Le secrétaire d’Etat américain, Rex Tillerson, à Paris le 23 janvier. / Thibault Camus / AP

Le décret gelant les avoirs de vingt-quatre entités et responsables d’entreprises basés en Syrie, au Liban, en Chine, aux Emirats arabes unis mais aussi en France, accusés d’alimenter l’arsenal chimique syrien a été publié au Journal officiel français, mardi 23 janvier, quelques heures avant l’ouverture à Paris d’une conférence réunissant les ministres des affaires étrangères de vingt-quatre pays afin de lutter contre l’impunité de l’emploi de telles armes. Ce sont des petites entreprises qui se présentent comme distributeurs de métaux ou d’électronique, voire de simples boîtes aux lettres. Aucun responsable politique syrien n’est cité.

La publication de cette liste noire, pour limitée qu’elle soit, est la première initiative du « Partenariat international contre l’impunité d’utilisation d’armes chimiques » lancé par la France afin de collecter et partager des informations pour permettre, à terme, de lancer des poursuites. Une convention internationale signée en 1993 et reconnue par 192 pays interdit ces armes, utilisées plus d’une centaine de fois dans le conflit syrien depuis 2012, le plus souvent par le régime syrien mais aussi par l’organisation Etat islamique.

Nouvelle preuve

« Il est impossible de nier que la Russie, en protégeant son allié syrien, a violé ses engagements », a lancé le secrétaire d’Etat américain, Rex Tillerson, qui a dressé un véritable réquisitoire contre le Kremlin, estimant que son incapacité à faire respecter l’accord de 2013 encadrant la destruction de l’arsenal chimique de Damas remettait en cause son rôle dans la recherche d’un règlement global du conflit. « Depuis avril 2014, il y a des preuves supplémentaires indiquant que la Syrie possède des armes chimiques illicites et continue de les utiliser contre sa propre population », a insisté le chef de la diplomatie américaine.

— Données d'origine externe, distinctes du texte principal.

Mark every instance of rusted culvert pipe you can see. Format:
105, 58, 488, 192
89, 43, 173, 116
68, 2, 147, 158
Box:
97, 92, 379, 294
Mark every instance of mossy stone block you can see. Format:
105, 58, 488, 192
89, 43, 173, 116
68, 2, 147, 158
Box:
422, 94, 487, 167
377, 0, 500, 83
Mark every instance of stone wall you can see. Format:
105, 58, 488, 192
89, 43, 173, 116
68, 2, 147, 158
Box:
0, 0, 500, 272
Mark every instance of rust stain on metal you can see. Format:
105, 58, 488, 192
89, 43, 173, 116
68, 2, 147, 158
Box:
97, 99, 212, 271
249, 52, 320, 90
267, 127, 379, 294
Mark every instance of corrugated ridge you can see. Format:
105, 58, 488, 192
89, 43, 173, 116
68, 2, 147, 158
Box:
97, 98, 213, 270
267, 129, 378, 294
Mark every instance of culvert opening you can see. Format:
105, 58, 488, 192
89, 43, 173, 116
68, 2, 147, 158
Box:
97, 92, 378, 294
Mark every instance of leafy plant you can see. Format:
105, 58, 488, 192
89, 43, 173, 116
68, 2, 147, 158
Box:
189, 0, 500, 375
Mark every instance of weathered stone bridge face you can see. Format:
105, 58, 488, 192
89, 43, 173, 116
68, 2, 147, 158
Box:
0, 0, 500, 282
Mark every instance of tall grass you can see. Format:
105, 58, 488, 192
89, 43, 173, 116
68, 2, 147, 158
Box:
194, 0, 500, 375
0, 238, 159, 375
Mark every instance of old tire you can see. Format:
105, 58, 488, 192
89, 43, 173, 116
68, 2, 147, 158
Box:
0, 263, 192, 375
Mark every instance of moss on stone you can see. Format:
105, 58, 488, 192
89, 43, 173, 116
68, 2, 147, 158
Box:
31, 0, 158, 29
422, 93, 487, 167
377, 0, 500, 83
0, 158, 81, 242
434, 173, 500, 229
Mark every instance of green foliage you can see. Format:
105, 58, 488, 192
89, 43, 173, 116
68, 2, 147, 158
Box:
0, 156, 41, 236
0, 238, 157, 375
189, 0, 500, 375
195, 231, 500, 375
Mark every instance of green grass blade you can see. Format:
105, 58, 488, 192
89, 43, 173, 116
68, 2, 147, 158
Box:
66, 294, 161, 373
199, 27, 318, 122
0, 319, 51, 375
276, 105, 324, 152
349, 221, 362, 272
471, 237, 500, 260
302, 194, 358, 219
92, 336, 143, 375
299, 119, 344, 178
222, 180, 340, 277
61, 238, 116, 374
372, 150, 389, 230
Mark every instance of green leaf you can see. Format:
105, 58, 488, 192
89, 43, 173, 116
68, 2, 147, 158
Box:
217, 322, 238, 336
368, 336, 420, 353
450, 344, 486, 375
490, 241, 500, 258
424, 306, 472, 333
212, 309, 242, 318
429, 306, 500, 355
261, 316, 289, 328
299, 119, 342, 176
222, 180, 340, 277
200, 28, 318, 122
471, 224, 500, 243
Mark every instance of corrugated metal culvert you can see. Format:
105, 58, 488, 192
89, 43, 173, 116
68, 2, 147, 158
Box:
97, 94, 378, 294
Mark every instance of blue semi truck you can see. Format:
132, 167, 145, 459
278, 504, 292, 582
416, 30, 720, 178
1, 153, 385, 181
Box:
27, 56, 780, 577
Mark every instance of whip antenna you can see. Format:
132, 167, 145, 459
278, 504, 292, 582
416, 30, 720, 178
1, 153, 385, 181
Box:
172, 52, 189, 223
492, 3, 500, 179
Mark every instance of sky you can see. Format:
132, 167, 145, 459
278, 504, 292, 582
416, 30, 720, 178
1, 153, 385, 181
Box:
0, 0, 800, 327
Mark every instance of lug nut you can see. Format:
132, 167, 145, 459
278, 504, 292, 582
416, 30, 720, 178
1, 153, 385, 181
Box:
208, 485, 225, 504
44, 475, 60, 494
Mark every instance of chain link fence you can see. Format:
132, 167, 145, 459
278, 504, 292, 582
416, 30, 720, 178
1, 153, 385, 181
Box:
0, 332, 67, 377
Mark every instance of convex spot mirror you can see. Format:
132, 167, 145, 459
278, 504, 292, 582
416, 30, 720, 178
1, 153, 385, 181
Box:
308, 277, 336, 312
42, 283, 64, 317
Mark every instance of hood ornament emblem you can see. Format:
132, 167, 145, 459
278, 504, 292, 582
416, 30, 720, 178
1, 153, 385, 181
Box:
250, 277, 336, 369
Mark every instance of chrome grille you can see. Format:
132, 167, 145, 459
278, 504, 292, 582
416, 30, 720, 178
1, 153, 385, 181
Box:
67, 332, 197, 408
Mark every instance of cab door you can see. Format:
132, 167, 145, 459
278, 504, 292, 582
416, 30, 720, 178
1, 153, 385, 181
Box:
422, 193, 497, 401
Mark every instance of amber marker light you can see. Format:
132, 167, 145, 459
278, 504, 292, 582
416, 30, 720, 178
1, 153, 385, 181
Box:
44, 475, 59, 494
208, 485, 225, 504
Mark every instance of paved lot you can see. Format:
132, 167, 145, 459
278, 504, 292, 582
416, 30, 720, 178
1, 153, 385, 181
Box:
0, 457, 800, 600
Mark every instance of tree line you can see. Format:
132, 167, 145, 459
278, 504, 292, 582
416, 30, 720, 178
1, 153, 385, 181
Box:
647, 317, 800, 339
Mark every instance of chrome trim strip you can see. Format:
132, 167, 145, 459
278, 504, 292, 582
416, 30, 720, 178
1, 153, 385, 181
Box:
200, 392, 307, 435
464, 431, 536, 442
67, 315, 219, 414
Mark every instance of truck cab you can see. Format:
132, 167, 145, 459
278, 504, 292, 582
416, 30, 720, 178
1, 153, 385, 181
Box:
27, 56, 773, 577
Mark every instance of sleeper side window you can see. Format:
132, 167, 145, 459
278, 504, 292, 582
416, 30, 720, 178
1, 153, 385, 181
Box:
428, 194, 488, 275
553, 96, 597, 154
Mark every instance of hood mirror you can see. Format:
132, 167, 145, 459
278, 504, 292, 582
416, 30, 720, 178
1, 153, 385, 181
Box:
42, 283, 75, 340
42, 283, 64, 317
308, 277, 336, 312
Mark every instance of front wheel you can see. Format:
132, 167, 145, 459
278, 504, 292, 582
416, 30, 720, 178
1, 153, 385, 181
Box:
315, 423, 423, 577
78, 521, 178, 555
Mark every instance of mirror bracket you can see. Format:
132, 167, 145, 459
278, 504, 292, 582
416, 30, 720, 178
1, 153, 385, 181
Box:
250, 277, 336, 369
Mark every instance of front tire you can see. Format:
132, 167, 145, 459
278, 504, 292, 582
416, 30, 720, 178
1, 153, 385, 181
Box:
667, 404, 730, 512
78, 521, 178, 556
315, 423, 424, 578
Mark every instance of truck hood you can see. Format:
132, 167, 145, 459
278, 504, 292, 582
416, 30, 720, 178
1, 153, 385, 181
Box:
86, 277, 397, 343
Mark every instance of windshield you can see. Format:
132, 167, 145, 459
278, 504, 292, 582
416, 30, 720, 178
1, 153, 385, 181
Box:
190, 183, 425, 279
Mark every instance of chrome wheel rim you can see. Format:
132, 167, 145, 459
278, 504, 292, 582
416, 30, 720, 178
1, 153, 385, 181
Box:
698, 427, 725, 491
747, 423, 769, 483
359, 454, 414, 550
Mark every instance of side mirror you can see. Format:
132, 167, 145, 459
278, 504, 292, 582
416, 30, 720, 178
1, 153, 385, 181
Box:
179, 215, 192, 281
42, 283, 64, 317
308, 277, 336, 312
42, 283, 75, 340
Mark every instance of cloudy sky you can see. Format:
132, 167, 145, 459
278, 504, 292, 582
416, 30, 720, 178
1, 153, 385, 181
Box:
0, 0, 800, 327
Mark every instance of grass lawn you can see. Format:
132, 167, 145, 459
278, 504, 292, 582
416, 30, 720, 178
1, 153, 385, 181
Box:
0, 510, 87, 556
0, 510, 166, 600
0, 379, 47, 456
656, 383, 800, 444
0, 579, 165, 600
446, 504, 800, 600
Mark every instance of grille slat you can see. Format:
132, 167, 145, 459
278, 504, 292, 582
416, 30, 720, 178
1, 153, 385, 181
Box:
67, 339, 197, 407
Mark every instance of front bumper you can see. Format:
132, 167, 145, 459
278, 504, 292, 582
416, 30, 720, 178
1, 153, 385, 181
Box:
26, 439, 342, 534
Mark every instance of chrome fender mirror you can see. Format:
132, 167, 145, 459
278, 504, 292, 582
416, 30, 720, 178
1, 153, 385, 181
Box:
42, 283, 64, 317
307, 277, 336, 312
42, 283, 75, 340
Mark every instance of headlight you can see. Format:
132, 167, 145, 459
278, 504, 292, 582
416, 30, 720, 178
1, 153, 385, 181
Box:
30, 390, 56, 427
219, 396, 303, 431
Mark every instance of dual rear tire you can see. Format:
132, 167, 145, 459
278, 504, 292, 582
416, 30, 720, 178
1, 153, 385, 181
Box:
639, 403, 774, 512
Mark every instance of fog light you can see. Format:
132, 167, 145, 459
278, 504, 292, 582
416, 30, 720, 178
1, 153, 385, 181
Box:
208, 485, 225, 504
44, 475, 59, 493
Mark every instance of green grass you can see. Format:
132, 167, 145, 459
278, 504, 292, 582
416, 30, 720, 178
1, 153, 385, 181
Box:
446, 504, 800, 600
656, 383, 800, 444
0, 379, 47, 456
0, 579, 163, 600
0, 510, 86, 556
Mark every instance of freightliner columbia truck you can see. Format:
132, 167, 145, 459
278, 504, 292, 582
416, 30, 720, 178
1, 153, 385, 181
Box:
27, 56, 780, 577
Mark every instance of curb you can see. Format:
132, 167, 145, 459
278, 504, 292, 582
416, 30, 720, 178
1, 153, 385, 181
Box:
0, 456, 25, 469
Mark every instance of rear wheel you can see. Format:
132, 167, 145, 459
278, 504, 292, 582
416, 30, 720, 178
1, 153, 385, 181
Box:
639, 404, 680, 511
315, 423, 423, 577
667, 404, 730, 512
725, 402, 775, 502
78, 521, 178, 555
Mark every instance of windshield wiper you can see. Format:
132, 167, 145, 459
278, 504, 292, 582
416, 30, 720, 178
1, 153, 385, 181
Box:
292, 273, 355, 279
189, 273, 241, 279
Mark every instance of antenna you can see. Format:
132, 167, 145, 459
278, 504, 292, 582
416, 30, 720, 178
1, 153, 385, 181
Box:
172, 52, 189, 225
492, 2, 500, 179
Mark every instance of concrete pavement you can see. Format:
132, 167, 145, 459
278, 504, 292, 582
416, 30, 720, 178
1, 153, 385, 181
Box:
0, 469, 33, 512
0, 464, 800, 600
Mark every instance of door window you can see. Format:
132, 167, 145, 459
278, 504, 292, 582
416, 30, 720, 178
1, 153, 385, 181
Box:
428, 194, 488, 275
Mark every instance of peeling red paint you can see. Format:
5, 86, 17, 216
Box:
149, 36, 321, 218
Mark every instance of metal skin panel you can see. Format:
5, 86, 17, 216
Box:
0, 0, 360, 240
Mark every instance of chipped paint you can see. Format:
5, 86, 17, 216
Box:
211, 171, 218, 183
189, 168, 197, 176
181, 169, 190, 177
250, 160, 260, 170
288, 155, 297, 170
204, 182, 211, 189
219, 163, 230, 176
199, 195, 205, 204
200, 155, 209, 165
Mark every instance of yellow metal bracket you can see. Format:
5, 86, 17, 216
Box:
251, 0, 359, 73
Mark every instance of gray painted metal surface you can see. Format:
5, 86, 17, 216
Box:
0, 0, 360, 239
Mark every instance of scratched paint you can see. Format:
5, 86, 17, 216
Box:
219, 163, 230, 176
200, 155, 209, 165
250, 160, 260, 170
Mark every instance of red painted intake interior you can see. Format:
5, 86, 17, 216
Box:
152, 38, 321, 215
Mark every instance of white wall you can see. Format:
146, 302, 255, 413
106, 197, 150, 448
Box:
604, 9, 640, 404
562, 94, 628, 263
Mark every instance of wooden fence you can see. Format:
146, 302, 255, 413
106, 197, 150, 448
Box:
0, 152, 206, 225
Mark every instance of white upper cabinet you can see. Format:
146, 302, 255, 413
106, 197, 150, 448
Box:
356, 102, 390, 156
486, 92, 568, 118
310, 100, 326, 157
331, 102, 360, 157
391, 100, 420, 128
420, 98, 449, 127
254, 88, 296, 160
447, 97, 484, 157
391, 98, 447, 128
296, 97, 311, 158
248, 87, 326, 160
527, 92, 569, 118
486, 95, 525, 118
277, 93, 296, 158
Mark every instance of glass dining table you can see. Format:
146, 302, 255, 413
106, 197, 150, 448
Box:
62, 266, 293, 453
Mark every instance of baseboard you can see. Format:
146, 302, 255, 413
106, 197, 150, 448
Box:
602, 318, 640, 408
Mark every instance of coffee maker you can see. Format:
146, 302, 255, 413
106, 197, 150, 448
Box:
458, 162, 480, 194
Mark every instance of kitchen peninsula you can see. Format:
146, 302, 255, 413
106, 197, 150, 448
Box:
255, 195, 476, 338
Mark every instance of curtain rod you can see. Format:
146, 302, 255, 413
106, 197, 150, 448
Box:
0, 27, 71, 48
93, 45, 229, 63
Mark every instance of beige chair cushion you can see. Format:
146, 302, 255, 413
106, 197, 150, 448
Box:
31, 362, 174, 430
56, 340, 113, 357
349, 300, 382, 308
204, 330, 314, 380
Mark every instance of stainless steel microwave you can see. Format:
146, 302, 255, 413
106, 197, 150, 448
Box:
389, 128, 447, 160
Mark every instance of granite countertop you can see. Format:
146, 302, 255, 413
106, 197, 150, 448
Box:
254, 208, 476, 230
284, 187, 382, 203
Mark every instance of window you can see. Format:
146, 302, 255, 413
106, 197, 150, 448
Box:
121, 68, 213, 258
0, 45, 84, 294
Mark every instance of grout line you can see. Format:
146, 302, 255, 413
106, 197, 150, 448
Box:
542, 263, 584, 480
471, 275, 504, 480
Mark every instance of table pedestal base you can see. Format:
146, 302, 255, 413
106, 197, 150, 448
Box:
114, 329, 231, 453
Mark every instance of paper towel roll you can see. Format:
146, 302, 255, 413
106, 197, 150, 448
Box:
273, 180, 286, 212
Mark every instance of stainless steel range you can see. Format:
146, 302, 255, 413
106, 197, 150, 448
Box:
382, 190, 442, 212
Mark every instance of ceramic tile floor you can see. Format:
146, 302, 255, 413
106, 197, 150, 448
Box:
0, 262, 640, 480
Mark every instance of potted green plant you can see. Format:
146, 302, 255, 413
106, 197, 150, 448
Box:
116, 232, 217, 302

L’attaque chimique, vraisemblablement au chlore, contre Douma, dans la banlieue proche de Damas, en début de semaine, en est une nouvelle preuve. « Quels que soient les responsables de ces attaques, la Russie sera in fine tenue responsable des victimes de la Ghouta orientale et des innombrables Syriens victimes d’attaques chimiques depuis qu’elle s’est impliquée dans le conflit syrien », a insisté le diplomate américain. Son homologue français, Jean-Yves Le Drian, n’a pas mentionné Moscou, dénonçant seulement « l’obstruction de certains pays qui instaurent une espèce d’impunité de fait ».

Ecran de fumée

« Chlore, sarin, gaz moutarde, VX : ces noms de mort sont revenus sur le devant de la scène internationale et, avec eux, les images terribles des victimes de ces armes de terreur », a énuméré le ministre français. Il s’agit, pour Paris, de contourner le blocage au Conseil de sécurité où, par deux fois en novembre 2017, la Russie avait mis son veto à la reconduction de l’enquête sur l’attaque au sarin contre Khan Cheikhoun, localité rebelle du nord de la Syrie, qui avait fait 83 morts le 4 avril 2017. Moscou a annoncé le 23 janvier déposer un projet de résolution pour créer un nouveau mécanisme d’investigation « vraiment impartial et indépendant ». La représentante américaine, Nikki Haley, a rejeté cette initiative, la qualifiant d’écran de fumée « qui ne cherche qu’à faire diversion ».

La déclaration commune, signée par les ministres des 24 pays (les Etats-Unis, une dizaine d’Européens, la Turquie, l’Ukraine, la Corée, le Japon, le Sénégal et la Côte d’Ivoire, le Maroc et la Tunisie), promet « une réponse ferme s’appuyant sur des mesures nationales et internationales pour garantir que les responsables de l’ utilisation d’armes chimiques rendent des comptes ».

A l’issue de cette conférence s’est tenue une réunion à huis clos des ministres des affaires étrangères français, américain, britannique, jordanien et saoudien afin de se concerter sur une action commune dans le dossier syrien et « remettre le processus diplomatique de Genève au centre de l’action diplomatique » avec la reprise des pourparlers sous l’égide de l’ONU à Vienne les 25 et 26 janvier et avant le Congrès du dialogue national syrien convoqué par la Russie à Sotchi à la fin du mois.